「ハイル、タノ(田野バンザイ)」と叫びナチス式敬礼をする、白シャツをジーンズにタックインした学生集団。
模擬ファシズム体験授業を通してファシズムが起きる原因とその危険性を示しているのが本書の内容です。
筆者は学生たちに次の体験学習をさせます。
ファシズムを研究してきた筆者(野田氏)を指導者と見立てる。
生徒たちはナチス式敬礼をして「ハイル、タノ」と叫ぶ。
先生からの質問に答えるとき生徒は、起立して敬礼してから発言する。
全員が同じ制服を着て、テラスにいるカップルに向かって「リア充爆発しろ」と糾弾する。
体験学習のレポートを提出
これよって、ファシズムが持つ本質を理解し、誰もがその快感に酔いしれる可能性を自覚させます。
タイトルに興味を惹かれ、新聞の書評紹介でもあったため購入しました。
非常に読みやすい内容で、最近のポピュリズムや日本社会の不寛容さの危険性を指摘してます。
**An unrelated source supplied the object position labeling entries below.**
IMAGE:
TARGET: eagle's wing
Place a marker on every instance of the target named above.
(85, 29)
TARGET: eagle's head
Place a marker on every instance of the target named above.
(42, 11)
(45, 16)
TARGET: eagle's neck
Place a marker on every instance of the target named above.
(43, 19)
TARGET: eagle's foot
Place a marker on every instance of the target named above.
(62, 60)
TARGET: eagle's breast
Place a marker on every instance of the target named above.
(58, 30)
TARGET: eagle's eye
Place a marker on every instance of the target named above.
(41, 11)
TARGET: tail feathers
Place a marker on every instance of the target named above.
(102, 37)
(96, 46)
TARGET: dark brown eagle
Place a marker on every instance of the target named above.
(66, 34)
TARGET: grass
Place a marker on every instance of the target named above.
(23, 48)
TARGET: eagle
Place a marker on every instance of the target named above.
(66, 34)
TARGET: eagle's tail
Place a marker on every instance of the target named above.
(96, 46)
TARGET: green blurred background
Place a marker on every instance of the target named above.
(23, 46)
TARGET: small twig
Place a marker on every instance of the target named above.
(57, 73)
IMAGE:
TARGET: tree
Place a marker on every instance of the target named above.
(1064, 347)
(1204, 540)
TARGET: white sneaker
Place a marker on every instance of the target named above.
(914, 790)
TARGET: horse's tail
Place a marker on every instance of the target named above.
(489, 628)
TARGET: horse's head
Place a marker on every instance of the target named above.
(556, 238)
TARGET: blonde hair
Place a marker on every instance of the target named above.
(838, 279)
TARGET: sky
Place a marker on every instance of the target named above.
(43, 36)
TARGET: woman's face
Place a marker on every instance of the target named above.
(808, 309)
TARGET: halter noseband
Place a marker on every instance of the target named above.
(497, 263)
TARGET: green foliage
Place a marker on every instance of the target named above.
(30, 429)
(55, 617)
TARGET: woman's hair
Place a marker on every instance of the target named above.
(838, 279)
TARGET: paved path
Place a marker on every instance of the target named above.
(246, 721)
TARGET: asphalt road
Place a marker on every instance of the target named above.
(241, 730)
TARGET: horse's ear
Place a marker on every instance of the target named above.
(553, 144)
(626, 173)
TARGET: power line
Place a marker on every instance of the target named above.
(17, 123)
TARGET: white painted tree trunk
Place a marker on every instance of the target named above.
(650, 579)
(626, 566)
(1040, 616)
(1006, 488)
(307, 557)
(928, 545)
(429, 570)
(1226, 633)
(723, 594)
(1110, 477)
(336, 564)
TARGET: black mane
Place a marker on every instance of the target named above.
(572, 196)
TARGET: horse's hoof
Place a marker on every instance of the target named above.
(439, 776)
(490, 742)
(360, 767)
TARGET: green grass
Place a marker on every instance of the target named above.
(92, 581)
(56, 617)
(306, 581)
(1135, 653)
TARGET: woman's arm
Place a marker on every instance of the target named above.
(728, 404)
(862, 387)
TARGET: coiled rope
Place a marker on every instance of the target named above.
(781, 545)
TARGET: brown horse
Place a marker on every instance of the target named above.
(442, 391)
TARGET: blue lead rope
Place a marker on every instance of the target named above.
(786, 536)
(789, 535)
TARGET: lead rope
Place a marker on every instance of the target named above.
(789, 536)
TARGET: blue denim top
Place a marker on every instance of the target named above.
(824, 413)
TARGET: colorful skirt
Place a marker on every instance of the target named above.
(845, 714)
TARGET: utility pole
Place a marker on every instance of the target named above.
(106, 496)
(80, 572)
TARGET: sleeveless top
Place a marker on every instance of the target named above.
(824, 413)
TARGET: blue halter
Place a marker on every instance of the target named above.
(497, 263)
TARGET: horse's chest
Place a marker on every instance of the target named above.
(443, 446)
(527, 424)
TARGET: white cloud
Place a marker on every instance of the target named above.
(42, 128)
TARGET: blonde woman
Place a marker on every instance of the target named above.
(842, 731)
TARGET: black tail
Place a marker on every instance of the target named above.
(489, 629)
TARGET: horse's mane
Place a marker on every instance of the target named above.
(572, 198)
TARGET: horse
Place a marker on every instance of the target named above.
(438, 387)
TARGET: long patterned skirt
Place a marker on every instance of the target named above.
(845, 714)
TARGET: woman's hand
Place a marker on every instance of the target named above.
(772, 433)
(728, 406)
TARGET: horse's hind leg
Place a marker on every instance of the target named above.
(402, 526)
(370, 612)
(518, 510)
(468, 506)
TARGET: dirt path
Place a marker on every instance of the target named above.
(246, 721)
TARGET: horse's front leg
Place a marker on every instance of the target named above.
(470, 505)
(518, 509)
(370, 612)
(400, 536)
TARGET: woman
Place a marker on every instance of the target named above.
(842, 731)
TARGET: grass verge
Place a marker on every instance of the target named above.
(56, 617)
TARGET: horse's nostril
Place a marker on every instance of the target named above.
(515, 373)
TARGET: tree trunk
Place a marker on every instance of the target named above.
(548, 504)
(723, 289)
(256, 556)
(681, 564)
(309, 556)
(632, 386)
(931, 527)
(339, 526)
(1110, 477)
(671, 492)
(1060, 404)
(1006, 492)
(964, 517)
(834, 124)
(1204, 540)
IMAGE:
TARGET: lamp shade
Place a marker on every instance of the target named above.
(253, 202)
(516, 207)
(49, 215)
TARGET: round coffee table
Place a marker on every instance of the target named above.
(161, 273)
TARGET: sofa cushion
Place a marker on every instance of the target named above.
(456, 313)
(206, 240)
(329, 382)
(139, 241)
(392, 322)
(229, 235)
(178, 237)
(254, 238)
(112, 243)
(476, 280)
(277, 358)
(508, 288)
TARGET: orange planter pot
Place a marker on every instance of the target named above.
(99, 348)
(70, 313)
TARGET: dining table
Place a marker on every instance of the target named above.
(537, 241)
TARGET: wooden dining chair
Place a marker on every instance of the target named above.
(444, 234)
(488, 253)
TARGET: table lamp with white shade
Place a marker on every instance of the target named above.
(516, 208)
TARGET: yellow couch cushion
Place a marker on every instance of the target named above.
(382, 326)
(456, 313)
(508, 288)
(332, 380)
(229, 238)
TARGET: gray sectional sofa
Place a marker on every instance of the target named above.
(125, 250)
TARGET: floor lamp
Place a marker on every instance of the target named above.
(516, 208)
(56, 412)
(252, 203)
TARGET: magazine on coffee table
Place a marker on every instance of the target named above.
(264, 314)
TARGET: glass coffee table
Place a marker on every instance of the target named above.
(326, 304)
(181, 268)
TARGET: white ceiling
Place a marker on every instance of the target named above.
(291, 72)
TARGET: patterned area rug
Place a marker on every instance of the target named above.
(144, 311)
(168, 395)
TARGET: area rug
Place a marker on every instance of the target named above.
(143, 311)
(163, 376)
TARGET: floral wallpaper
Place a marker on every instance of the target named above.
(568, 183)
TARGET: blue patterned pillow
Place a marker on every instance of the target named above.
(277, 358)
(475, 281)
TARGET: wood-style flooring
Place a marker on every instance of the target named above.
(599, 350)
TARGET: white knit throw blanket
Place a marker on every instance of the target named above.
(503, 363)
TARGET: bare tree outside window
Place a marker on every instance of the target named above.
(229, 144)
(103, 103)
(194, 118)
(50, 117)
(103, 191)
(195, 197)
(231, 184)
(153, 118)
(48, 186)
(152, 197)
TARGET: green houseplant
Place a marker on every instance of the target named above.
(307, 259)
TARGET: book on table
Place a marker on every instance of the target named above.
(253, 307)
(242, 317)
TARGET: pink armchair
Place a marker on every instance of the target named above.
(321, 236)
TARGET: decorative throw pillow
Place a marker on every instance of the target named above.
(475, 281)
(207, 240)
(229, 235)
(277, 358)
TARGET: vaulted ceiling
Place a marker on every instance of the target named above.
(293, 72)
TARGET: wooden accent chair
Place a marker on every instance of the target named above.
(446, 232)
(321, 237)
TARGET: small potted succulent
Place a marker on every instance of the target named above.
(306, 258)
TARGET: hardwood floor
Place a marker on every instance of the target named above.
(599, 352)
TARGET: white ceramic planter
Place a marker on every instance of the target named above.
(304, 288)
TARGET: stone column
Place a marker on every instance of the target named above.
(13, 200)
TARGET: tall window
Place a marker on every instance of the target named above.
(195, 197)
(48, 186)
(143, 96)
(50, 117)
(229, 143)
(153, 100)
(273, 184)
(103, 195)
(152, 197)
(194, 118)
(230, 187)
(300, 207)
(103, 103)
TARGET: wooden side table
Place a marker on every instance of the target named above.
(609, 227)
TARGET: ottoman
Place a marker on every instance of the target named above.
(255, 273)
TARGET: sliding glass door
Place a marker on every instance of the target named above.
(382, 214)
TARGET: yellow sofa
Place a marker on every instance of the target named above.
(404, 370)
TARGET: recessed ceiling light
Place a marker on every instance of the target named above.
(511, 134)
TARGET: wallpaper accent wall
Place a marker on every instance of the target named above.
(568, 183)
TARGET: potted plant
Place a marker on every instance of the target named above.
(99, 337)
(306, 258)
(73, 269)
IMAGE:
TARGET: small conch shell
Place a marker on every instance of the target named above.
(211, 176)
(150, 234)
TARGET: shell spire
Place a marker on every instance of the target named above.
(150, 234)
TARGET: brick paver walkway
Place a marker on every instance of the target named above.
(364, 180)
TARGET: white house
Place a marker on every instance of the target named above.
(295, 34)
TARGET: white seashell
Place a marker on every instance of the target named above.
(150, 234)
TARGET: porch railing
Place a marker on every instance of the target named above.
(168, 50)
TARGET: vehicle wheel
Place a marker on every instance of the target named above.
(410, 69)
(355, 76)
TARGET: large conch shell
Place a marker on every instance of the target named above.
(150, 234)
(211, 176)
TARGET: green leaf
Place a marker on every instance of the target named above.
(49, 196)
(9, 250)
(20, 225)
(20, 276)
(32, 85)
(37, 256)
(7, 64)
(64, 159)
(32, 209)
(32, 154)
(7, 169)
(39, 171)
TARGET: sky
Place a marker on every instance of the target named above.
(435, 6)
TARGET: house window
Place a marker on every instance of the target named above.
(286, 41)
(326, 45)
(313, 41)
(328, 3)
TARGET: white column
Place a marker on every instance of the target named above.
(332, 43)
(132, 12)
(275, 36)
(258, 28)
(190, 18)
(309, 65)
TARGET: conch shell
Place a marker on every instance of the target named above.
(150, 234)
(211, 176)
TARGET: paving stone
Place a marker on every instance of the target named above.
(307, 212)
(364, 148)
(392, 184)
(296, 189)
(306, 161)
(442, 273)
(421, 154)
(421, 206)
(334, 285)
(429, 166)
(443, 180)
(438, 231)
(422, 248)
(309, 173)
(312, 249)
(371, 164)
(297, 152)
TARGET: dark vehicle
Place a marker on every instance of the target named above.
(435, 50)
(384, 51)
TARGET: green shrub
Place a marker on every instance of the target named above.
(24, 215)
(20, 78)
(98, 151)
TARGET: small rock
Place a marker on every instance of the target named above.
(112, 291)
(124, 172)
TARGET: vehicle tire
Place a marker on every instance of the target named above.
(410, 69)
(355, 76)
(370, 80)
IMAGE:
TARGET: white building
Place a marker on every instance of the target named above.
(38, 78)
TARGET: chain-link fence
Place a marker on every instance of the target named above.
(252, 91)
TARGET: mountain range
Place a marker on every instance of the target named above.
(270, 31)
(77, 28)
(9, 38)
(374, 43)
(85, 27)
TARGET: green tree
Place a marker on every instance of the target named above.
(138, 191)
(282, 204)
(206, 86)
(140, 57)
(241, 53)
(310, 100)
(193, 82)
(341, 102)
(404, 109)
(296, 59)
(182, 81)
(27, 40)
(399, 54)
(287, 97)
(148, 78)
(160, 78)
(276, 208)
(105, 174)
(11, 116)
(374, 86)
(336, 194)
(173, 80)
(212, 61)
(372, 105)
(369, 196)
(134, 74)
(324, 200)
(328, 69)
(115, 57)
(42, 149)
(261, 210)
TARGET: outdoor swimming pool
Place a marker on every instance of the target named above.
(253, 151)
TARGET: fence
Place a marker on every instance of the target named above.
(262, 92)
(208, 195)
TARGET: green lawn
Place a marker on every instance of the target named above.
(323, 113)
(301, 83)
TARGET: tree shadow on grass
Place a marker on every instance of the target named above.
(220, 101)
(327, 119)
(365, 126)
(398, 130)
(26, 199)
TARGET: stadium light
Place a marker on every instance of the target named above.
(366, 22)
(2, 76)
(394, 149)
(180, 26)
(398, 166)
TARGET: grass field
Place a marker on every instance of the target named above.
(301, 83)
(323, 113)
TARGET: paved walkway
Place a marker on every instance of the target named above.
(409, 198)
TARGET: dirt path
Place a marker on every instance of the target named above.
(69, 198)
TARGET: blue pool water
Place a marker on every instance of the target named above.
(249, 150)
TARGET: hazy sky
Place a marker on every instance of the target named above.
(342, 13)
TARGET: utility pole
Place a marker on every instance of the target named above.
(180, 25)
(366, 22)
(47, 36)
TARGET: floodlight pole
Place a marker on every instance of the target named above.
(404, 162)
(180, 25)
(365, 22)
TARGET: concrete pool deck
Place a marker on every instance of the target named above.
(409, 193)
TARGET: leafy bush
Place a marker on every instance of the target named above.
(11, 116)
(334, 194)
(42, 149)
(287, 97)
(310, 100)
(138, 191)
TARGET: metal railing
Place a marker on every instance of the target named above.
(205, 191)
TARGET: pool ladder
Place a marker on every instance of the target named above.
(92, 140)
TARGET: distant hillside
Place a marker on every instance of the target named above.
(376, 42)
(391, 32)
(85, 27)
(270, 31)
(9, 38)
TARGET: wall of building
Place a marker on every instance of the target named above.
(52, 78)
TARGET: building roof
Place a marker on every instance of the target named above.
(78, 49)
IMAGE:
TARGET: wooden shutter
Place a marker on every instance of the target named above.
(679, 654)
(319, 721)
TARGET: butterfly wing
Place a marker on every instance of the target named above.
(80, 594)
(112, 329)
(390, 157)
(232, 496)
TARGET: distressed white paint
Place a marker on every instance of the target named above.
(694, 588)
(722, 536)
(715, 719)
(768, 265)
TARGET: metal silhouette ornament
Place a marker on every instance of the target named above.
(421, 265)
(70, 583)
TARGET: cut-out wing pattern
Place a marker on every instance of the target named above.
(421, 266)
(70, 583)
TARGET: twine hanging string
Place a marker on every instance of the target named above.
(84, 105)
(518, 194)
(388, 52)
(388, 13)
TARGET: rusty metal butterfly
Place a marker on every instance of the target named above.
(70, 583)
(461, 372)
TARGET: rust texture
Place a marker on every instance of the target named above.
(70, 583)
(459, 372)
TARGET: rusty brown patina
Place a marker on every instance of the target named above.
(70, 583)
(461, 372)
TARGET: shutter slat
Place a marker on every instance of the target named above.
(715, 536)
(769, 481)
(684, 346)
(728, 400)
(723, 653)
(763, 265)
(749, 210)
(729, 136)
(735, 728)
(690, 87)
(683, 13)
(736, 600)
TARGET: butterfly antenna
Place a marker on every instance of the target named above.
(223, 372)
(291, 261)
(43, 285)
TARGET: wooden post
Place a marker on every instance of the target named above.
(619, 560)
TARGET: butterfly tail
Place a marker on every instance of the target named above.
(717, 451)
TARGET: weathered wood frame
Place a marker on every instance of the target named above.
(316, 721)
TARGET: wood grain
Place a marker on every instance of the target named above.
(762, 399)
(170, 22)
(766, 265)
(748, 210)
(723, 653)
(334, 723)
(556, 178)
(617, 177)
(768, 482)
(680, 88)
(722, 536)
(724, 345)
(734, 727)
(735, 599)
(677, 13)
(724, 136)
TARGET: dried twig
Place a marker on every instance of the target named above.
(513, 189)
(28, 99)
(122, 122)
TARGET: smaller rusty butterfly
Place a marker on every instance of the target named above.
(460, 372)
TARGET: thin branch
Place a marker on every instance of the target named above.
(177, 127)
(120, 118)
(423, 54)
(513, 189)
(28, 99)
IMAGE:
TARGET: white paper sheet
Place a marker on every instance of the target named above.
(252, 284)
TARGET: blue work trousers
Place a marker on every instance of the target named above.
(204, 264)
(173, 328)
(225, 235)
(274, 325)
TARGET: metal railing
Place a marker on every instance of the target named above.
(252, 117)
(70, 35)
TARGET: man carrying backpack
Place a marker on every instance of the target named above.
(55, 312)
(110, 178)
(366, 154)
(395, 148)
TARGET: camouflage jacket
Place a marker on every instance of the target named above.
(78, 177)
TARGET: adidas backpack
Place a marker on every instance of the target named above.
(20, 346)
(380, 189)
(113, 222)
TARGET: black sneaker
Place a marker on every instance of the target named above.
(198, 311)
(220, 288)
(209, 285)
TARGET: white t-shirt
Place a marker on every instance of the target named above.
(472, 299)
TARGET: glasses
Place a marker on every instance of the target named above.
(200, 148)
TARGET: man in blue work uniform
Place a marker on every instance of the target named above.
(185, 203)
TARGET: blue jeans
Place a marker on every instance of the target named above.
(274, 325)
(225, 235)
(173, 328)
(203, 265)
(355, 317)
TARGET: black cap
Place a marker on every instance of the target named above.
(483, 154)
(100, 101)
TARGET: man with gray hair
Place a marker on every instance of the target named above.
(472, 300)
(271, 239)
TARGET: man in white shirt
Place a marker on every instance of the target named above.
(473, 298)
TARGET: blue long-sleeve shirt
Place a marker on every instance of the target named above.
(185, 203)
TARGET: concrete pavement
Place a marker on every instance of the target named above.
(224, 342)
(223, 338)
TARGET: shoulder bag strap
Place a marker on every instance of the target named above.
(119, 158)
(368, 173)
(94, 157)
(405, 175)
個人的には、コロナ感染者への糾弾やネットでの誹謗中傷の本質を指摘している点で、とても興味深く読みました。
オススメ度 9/10
ファシズムの本質
冒頭において筆者が指摘するファシズムの本質は、次の通り。
集団行動がもたらす独特の快感、参加者がそこに見出す「魅力」に求められる
全員が同じ行動を取ることによって、人間は自然と感情が高まって、集団への帰属度が高まる一方、外部への敵意も高まります。
この辺の集団行動への陶酔は、かなり腑に落ちる部分があり、スポーツ観戦などまさにこれですね。
ドイツ人はヒトラーに従った家畜なのか
最初にヒトラー時代のファシズムを分析しています。
ここのポイントは、
ナチズムは大衆運動であって、この運動に加わった人たちは多かれ少なかれ積極的にヒトラーを支持していた。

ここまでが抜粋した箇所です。